L’euro au plus haut de l’année à 1,09 dollar

Le Figaro, au lendemain du 1er tour, titrait « L'euro bondit et les devises refuge se replient après le premier tour de la présidentielle ». Relayant une news de l’AOF, l’article explique que « Les opérateurs du marché des changes lâchent les chevaux ce lundi et se ruent sur l'euro au lendemain du premier tour de la présidentielle française ». Un signe clair que les investisseurs accueillent avec « enthousiasme la victoire d’Emmanuel Macron au premier tour », précisant que « certes, Marine Le Pen est également au second tour mais les premiers sondages donnent une confortable avance au candidat d'En Marche ! ». La monnaie unique prend des gains face à d’autres devises comme le franc suisse, valeur refuge : « (…) l'euro gagne 1,05% face au franc suisse, traditionnelle valeur-refuge, ce qui fait dire au stratégiste de Commerzbank que la Banque centrale suisse a dû recevoir avec une grande joie le résultat du premier tour, elle qui se bat depuis des mois contre la surévaluation de sa monnaie. Même chose face au yen : l'euro s'apprécie de plus de 2%. Enfin, l'euro gagne 1,5% à 0,8499 livre sterling. »

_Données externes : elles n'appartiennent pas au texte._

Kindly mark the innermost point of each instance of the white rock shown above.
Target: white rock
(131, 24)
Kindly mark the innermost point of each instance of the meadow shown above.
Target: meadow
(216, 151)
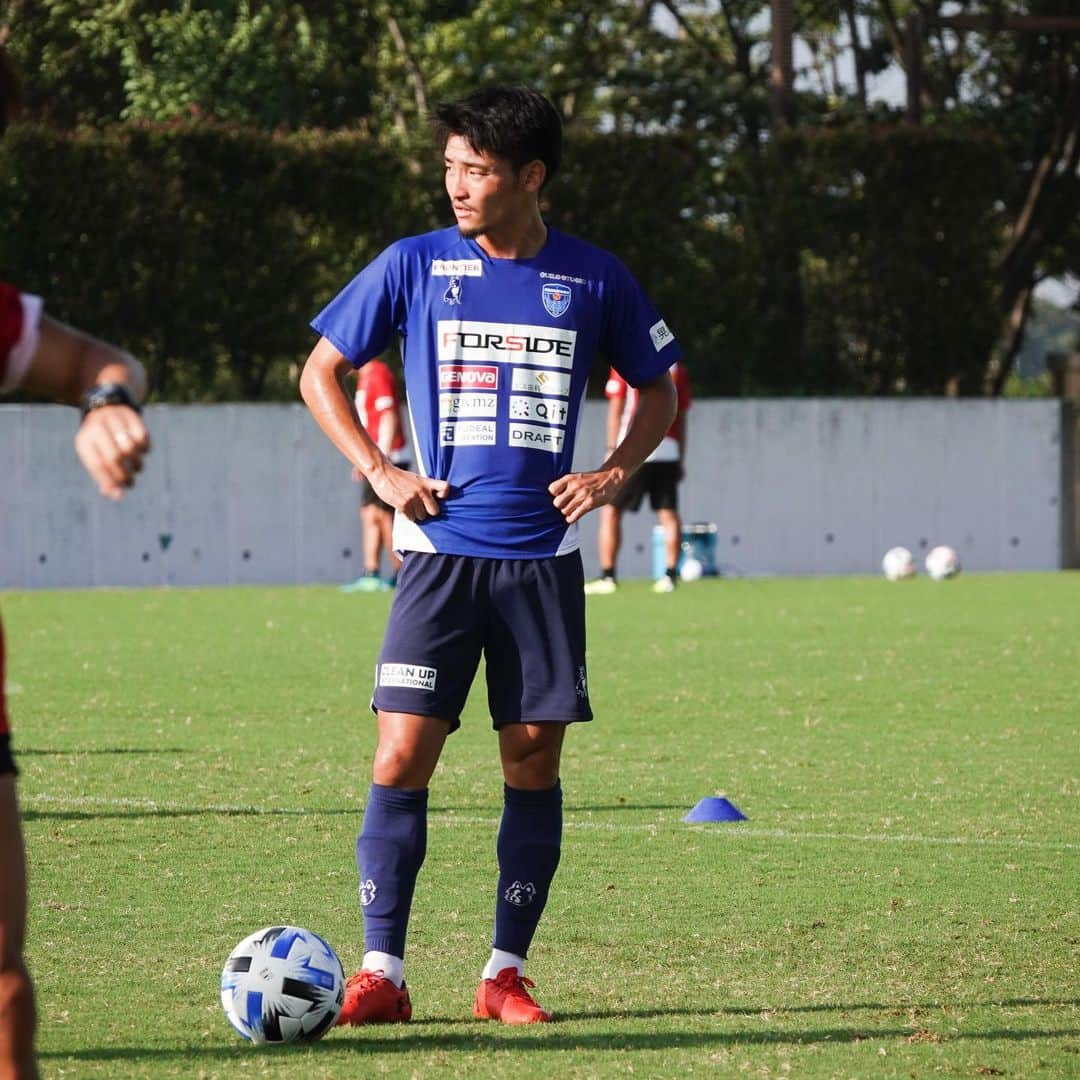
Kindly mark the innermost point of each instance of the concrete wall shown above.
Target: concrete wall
(254, 494)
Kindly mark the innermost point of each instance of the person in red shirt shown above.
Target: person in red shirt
(379, 410)
(42, 356)
(659, 477)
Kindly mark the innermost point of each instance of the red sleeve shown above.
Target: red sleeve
(682, 387)
(380, 383)
(11, 322)
(616, 386)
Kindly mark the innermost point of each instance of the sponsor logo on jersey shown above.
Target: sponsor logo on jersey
(528, 436)
(413, 676)
(505, 342)
(457, 268)
(468, 404)
(556, 299)
(660, 335)
(541, 382)
(467, 433)
(541, 409)
(453, 294)
(469, 377)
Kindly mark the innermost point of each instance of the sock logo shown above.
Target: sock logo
(521, 893)
(582, 685)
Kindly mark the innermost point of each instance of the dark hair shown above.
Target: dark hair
(514, 123)
(9, 91)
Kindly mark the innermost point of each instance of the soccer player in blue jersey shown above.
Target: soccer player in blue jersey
(499, 320)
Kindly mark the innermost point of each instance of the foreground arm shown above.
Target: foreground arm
(416, 497)
(112, 440)
(576, 494)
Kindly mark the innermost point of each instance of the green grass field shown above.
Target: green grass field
(901, 903)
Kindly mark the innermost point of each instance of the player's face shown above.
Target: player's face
(486, 193)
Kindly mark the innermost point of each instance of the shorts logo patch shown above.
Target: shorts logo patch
(410, 676)
(660, 335)
(521, 893)
(556, 299)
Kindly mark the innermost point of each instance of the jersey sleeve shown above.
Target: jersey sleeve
(19, 321)
(360, 321)
(380, 389)
(637, 340)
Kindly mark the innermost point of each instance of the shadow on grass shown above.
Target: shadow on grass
(903, 1006)
(414, 1039)
(32, 751)
(29, 813)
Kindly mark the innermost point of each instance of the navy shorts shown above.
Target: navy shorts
(659, 480)
(525, 616)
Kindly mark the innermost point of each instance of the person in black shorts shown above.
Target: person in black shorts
(499, 320)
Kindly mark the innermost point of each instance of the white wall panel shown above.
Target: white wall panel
(255, 494)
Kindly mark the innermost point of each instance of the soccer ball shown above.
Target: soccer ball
(282, 984)
(898, 564)
(942, 563)
(691, 569)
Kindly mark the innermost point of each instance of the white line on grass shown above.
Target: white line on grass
(726, 832)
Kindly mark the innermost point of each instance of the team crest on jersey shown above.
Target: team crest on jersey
(556, 299)
(453, 294)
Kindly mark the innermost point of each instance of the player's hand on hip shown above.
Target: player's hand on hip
(416, 497)
(576, 494)
(111, 443)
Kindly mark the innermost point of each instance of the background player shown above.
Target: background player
(45, 358)
(660, 477)
(379, 412)
(500, 320)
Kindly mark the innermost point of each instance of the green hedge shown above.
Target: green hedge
(839, 262)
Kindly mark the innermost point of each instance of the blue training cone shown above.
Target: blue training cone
(715, 808)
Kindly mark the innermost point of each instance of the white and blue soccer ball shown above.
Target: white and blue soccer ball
(691, 568)
(282, 984)
(898, 564)
(942, 563)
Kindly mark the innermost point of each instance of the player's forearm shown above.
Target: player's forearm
(613, 421)
(652, 417)
(67, 363)
(328, 404)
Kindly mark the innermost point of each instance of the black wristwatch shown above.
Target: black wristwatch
(108, 393)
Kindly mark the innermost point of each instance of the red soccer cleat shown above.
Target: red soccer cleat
(505, 998)
(370, 998)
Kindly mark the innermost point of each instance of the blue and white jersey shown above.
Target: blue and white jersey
(497, 354)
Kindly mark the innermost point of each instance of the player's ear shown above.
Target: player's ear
(532, 175)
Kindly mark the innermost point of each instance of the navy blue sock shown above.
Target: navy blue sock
(390, 851)
(530, 839)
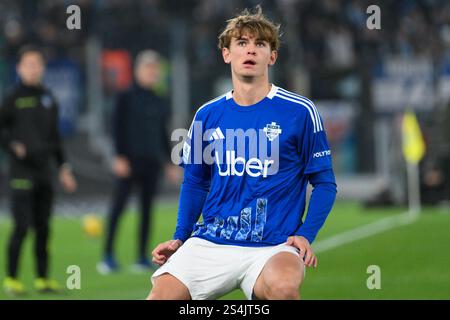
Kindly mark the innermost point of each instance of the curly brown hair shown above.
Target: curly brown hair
(254, 23)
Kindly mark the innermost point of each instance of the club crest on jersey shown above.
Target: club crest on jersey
(272, 131)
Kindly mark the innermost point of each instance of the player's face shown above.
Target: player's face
(31, 68)
(249, 56)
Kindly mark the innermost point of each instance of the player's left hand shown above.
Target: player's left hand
(306, 253)
(173, 173)
(67, 180)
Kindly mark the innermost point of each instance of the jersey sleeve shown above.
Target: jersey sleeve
(196, 171)
(196, 182)
(313, 145)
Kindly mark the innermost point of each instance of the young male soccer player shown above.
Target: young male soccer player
(29, 132)
(252, 235)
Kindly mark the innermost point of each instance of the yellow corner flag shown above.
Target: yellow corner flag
(413, 143)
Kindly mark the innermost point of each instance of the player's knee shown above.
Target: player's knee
(20, 230)
(283, 289)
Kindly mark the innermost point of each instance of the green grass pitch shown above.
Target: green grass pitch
(414, 259)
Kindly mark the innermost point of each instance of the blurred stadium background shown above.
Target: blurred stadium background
(361, 81)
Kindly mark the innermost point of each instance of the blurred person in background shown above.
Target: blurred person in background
(142, 150)
(29, 133)
(436, 168)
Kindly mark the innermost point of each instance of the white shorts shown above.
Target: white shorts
(210, 270)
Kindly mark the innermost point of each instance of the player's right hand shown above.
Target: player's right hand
(164, 250)
(121, 167)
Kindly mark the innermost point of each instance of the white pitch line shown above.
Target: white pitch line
(365, 231)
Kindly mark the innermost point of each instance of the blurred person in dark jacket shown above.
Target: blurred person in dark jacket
(29, 133)
(142, 149)
(436, 167)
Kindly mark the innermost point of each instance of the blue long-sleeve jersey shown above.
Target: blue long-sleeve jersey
(247, 170)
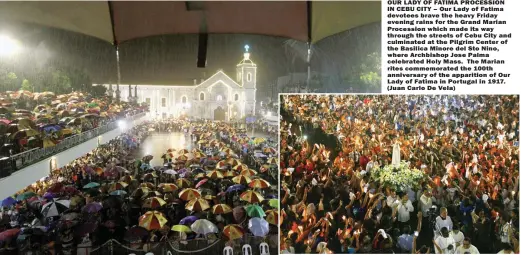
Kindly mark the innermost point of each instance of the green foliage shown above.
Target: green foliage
(26, 85)
(8, 81)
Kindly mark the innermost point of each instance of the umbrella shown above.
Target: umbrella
(258, 227)
(251, 196)
(274, 203)
(25, 195)
(92, 207)
(181, 228)
(8, 234)
(55, 208)
(236, 187)
(170, 171)
(118, 193)
(197, 205)
(91, 185)
(259, 183)
(239, 214)
(255, 211)
(204, 227)
(221, 209)
(239, 179)
(248, 172)
(188, 220)
(189, 194)
(8, 201)
(215, 174)
(240, 167)
(152, 220)
(233, 231)
(201, 183)
(153, 202)
(136, 233)
(183, 183)
(272, 216)
(168, 187)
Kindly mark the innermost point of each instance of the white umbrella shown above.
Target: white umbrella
(55, 208)
(204, 227)
(259, 226)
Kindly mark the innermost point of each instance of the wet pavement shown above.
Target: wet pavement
(158, 143)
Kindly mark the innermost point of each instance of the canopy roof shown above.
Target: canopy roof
(137, 19)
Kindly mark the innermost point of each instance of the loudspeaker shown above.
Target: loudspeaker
(201, 53)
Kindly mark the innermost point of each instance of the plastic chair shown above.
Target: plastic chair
(264, 249)
(246, 250)
(228, 250)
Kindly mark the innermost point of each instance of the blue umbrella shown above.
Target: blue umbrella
(258, 226)
(236, 187)
(188, 220)
(8, 201)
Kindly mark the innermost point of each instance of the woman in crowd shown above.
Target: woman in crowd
(464, 149)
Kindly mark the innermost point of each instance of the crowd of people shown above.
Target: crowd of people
(37, 120)
(347, 162)
(204, 191)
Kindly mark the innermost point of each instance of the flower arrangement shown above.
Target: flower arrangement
(399, 177)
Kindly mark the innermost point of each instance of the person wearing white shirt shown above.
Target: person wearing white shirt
(443, 221)
(467, 248)
(444, 244)
(457, 235)
(404, 208)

« Devises : l'euro proche des 1,09 dollar mardi midi » titrait Zonebourse.com qui relayait une news Cercle Finance mardi 25 avril : « L''effet Macron' jouait toujours en faveur de la monnaie unique européenne mardi midi sur le marché des changes. Après une envolée de 1,31% hier, l'euro grappillait encore 0,19% à 1,0886 dollar, tout en se montrant plus mesuré face au franc suisse et au sterling britannique. » Ce que redoutaient les investisseurs n’est pas arrivé : les craintes d’un affrontement Mélenchon/Le Pen, deux candidats qui souhaitaient sortir la France de l’Europe, sont désormais envolées. C’est près de 0,020 dollar que l’euro a pris donc. « Selon les analystes de Saxo Banque, “l'effet Macron sur le marché ne va certainement pas durer aussi longtemps que l'effet Trump”. “En raison de la configuration politique pour le second tour, l'élection présidentielle française ne constitue plus une échéance à risque pour le marché. Le principal enseignement que les investisseurs doivent retenir du premier tour, c'est que le risque majeur pour 2017 est de trop prêter attention au risque politique. Il faut, constamment, prendre du recul par rapport à ce type d'échéances et ne pas dramatiser à outrance”, ajoutent les spécialistes. »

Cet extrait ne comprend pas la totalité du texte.